Спекулянты были не простые, а с понятием: каждый знал, что на острове образовался своего рода культурный заповедник, где столовались и отоваривались почти все оставшиеся в городе писатели. Заходили сюда и артисты — в этой среде у Извольского были особенно обширные знакомства; артистам полагались скидки. Никогда еще не было у петроградских спекулянтов столь блистательной клиентуры: певцы из Мариинки, красавицы из бывшей студии Комиссаржевской, завсегдатаи богемных кабаков — все шли на Елагин остров. Извольский скромно называл свою торговлишку «Лавкой искусств».

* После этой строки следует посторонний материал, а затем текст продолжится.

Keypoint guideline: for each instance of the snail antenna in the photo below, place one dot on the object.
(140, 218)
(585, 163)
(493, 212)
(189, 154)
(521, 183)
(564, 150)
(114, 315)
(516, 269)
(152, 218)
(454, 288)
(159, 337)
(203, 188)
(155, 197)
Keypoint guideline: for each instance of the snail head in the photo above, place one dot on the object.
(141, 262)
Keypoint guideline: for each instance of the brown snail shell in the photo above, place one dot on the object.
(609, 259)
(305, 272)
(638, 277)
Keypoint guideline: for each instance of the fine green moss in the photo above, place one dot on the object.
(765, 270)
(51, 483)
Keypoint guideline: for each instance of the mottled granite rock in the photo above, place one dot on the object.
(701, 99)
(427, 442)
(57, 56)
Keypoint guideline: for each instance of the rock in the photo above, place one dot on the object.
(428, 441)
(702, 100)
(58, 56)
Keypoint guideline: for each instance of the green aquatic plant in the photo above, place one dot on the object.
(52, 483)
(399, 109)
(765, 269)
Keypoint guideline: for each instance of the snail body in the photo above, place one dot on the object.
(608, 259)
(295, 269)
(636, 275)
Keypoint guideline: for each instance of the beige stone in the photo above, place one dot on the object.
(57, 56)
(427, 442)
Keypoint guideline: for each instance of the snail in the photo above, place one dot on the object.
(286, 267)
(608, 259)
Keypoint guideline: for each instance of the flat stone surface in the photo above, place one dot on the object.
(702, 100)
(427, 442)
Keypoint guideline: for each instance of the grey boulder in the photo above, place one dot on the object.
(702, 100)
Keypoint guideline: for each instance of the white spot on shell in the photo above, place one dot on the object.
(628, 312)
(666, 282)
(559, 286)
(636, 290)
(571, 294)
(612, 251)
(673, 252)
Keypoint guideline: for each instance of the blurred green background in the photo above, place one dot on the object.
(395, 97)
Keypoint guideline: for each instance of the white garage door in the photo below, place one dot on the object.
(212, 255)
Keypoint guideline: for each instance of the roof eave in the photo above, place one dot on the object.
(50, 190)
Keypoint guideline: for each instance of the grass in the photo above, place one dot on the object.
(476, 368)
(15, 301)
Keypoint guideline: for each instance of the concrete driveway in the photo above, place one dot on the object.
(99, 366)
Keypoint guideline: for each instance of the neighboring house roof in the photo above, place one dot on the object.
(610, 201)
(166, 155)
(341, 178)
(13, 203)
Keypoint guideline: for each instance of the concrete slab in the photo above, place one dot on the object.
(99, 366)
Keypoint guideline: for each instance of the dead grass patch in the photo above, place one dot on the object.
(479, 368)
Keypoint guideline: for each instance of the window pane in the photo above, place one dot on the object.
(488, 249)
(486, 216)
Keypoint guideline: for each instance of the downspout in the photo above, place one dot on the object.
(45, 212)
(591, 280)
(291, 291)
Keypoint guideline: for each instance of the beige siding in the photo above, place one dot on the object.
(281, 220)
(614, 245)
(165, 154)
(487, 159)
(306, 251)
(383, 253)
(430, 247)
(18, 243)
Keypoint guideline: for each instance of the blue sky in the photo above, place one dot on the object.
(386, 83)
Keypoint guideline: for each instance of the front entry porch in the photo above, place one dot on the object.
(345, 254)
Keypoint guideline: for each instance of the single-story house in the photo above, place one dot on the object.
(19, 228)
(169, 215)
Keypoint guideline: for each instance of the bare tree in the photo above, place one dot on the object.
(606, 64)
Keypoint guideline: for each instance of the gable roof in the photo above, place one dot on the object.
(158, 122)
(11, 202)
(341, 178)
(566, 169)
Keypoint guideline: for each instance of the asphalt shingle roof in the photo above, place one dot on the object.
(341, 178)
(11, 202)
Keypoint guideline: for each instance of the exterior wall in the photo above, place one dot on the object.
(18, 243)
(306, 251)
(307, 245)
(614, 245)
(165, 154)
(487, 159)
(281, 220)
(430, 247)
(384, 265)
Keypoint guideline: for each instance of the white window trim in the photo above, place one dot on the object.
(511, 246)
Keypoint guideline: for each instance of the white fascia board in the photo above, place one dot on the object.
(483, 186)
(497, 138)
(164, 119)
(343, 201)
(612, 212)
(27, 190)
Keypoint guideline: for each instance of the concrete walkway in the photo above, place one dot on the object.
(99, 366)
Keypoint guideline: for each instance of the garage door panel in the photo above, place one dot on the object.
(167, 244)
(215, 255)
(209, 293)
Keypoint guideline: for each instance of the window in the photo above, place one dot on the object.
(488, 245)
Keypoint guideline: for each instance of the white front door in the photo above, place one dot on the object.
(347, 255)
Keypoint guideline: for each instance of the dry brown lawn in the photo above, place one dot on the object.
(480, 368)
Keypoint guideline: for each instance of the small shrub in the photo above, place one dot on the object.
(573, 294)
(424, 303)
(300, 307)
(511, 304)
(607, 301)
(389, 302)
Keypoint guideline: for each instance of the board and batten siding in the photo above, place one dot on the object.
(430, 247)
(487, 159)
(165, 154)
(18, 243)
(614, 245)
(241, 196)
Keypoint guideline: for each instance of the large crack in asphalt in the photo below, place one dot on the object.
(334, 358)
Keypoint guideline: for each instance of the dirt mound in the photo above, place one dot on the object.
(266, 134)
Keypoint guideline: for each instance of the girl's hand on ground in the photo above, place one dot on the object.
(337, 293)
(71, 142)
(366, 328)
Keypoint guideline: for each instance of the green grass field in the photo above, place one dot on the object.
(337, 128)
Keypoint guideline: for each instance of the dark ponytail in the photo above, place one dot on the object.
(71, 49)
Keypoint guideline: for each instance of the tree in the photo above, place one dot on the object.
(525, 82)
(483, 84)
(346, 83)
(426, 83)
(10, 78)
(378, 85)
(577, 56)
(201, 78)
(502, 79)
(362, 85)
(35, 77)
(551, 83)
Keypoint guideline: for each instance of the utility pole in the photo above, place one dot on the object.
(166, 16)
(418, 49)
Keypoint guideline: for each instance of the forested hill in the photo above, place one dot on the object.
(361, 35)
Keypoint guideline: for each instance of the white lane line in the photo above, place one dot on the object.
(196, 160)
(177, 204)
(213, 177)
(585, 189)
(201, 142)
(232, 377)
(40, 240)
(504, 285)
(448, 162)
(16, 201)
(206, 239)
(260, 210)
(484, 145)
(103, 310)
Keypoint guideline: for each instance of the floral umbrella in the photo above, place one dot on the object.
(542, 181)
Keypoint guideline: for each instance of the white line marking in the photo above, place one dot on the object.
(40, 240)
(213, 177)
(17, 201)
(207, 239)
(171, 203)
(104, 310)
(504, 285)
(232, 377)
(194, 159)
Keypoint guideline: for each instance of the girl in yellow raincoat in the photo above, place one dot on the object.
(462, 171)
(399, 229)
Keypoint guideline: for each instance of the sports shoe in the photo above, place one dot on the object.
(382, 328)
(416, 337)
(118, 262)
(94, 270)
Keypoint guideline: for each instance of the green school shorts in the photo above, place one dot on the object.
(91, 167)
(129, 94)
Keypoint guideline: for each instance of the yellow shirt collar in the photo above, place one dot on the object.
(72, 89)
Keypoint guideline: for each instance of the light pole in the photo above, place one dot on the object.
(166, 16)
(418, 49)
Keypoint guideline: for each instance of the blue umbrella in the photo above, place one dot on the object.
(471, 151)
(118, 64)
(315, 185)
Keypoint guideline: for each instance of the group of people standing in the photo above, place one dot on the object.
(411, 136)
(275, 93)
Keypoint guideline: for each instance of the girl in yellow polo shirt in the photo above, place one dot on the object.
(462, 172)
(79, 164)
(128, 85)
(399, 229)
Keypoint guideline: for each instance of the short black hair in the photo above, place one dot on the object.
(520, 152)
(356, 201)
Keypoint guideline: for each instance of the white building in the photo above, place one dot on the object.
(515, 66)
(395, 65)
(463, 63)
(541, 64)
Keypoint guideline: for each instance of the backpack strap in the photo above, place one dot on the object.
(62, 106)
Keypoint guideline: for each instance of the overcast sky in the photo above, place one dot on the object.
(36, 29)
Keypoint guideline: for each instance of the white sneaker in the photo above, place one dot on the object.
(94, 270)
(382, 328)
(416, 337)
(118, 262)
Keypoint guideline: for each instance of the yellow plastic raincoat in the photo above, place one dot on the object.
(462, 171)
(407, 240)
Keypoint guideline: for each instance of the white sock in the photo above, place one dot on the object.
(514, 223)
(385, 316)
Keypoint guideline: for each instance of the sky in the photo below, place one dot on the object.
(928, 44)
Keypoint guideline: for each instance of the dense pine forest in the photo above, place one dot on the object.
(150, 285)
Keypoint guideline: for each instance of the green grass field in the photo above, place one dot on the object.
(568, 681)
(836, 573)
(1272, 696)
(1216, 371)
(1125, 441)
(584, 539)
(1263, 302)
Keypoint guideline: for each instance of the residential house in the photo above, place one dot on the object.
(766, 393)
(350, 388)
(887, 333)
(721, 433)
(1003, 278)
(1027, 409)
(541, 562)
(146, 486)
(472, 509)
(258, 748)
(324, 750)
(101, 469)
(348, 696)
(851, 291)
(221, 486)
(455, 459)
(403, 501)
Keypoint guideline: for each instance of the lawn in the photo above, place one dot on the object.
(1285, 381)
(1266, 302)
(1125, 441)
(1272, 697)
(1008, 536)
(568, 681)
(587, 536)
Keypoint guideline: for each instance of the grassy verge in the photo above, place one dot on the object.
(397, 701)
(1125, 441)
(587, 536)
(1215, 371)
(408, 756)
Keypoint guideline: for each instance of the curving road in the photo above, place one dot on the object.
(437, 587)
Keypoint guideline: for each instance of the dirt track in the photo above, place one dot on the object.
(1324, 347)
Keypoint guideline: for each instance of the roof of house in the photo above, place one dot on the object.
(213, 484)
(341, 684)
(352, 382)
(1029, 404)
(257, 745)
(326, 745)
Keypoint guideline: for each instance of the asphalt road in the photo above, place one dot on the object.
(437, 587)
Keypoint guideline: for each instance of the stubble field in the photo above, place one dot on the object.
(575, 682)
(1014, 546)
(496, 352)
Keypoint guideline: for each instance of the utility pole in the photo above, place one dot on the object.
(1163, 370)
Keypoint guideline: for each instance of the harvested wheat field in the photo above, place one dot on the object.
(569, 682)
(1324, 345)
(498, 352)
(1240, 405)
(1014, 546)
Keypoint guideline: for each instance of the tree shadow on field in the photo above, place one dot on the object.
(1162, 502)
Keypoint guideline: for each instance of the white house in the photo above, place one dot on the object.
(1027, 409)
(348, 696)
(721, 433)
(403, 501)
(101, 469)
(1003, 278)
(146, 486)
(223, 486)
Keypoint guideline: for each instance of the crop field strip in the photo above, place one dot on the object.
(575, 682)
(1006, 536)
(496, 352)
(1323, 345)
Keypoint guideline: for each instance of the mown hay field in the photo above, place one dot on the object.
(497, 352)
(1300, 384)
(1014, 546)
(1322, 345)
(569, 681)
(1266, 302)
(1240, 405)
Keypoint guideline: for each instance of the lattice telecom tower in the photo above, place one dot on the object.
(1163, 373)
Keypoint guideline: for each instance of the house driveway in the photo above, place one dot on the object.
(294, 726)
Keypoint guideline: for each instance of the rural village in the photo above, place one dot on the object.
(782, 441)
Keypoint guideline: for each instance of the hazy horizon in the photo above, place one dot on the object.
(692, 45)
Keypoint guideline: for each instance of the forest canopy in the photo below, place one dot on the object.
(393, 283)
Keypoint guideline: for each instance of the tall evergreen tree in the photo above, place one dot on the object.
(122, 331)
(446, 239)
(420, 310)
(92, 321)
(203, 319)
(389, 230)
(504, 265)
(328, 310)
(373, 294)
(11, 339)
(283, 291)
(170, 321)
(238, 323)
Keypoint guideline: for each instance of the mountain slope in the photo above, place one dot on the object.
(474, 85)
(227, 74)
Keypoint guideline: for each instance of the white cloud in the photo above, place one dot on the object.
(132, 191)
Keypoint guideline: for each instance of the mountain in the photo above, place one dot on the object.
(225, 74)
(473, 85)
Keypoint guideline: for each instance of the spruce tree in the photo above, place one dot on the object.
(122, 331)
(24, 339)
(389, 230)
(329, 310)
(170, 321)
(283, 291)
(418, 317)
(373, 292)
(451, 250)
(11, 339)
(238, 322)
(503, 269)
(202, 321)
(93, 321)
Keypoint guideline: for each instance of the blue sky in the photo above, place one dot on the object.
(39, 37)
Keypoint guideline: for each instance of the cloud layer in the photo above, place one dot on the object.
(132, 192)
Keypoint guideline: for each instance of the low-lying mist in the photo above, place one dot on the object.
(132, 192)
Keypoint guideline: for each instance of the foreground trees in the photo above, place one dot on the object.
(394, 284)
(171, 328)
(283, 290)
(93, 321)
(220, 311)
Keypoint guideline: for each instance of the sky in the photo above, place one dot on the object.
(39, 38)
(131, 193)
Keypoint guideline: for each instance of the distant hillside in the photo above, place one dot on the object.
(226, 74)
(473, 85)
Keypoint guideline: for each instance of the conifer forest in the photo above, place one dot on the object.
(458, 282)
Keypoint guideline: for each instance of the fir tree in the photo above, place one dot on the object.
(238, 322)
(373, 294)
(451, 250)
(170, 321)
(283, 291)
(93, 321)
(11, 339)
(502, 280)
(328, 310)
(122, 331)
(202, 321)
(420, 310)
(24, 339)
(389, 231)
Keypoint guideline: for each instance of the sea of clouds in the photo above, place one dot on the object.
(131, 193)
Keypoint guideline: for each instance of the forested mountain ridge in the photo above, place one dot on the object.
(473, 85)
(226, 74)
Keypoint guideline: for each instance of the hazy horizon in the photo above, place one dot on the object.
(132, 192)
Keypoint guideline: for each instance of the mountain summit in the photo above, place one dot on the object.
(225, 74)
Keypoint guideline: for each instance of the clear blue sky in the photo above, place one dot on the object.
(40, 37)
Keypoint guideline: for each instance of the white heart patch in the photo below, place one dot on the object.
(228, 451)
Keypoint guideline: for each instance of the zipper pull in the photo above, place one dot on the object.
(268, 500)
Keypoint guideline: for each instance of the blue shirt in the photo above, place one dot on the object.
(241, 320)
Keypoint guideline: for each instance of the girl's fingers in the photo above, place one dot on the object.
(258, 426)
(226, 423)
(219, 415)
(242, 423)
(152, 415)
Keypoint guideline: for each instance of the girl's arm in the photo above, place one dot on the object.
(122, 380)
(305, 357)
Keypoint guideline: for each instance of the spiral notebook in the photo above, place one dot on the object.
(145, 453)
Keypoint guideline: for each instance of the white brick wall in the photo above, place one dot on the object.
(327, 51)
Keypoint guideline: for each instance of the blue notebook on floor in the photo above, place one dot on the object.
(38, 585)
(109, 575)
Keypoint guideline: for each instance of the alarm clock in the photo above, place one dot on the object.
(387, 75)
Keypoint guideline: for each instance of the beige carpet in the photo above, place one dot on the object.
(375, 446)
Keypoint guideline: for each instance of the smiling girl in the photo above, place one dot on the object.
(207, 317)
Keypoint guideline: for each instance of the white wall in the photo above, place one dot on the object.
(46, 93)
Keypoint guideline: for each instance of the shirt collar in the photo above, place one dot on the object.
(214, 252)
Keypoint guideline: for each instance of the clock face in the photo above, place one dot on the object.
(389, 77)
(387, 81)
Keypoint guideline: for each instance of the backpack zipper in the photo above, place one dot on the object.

Каждый, кто приторговывал в Елагином дворце, обзавелся собственным альбомом, где постоянные клиенты оставляли автографы, стихи и приятные пожелания. Самый толстый альбом, еще прошлого века, с картонными сиреневыми страницами — в каждом углу по виньеточке, — Имелся у Шраера, торговца дровами. Где брал он дрова — для всех оставалось тайной. Шраер был человек могущественный: толстый (что в Петрограде восемнадцатого года уже служило знаком власти), и не водянисто-дряблый, как иные, опухшие от кипятка и глинистого хлеба, а тугой, плотный. Он имел вечно сонное, умильное выражение лица и огромную бородавку под левым глазом, тоже отчего-то усиливавшую впечатление достоинства и силы. Он лениво записывал в огромную засаленную тетрадь имя и адрес заказчика, и на другой день к тому приезжала требуемая порция прекрасных березовых дров. На восхищенные, робкие вопросы об источнике этой главной петроградской валюты образца 1918 года (апрельские ночи были холодны) Шраер скромно потуплялся и замечал, что надо же ж вертеться. Алексеев его ненавидел. Перед ним был не просто жид, но воплощение, идея жида, — и от этого жида зависел теперь и Алексеев, и все. Он не мог отказаться от услуг Шраера, отапливал комнату его дровами, добытыми Бог весть где, способствовал Шраерову обогащению — он, именно и предсказавший такое развитие событий десять лет назад! Они для того и расшатали всю русскую государственность — под предлогом защиты своих прав, которые никто не ущемлял, и отмены оседлости, которую никто не соблюдал, — чтобы теперь свободно торговать и рассказывать свои анекдоты, а русская интеллигенция чтоб была у них на посылках, — ясно же, что жиду отроду не была нужна никакая свобода и культура, а только торговля и анекдот!